Anyway, as this review grinds to a halt, let's change trains and talk about the first Orgy album. Actually, there's not a whole bunch to talk about, as the songs are generally constructed along the same means: generic nu-metal-esque guitar riff, some electronic drumming and occasional synthesizer effects, and chanteur Jay Gordon singing some fairly incomprehensible (or over-the-top, silly) lyrics around it. I know this doesn't really sound appealing, but in my ever-so-humble opinion this is actually a fairly fun album to listen to. And yes indeed, they cover "Blue Monday" in a fairly faithful rendition. The song was good the first time around, y'know. It's just missing the "ahhhhh" synth choir thing. Anyway, the songs that the band actually did write are fairly consistent: the opener "Social Enemies" sticks the needle into a nice little groove, and "Platinum" has some nice little chimey synth things stuck in there.

Okay, I realize that was really stretching.

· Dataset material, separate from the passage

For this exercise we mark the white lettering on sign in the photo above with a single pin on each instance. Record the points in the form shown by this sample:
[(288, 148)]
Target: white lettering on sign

I have to admit I can't think of much to say. It's enjoyable (to me, at least) when it's on, but I can't really remember much about it when it's gone. So it gets three stars, and it's not even the Cars.

If I ever do that again, please slap me.


Vapor Transmission - 2000

Rating: ***
Best songs: Suckerface, Fiction (Dreams in Digital), Opticon
Worst songs: I don't know!

 

Two years later and they're pretty much doing the same thing. Actually, there are some slight differences: some of the songs are actually kinda fast, the production is a little less plasticky, and for no apparent reason about a third of the tracks fade out. Oh, and there's one of those annoying pointless "Intro" tracks at the beginning. And what is with these lyrics? I mean, for the most part they're still just incomprehensible, but I'm not even going to start with "The Odyssey", which contains some absolutley absurd turns of phrases. But I digress... Sort of. I don't know what the hell to say about this album, or indeed how to justify my liking it, but I do, so we're kinda stuck. I can't even say it's utterly generic, because it's really not your typical post-metal/nu-grunge/whatever album. I mean, the singer actually bothers to sing, for one. So I guess I'll give it my "I like it, but I don't know why" rating.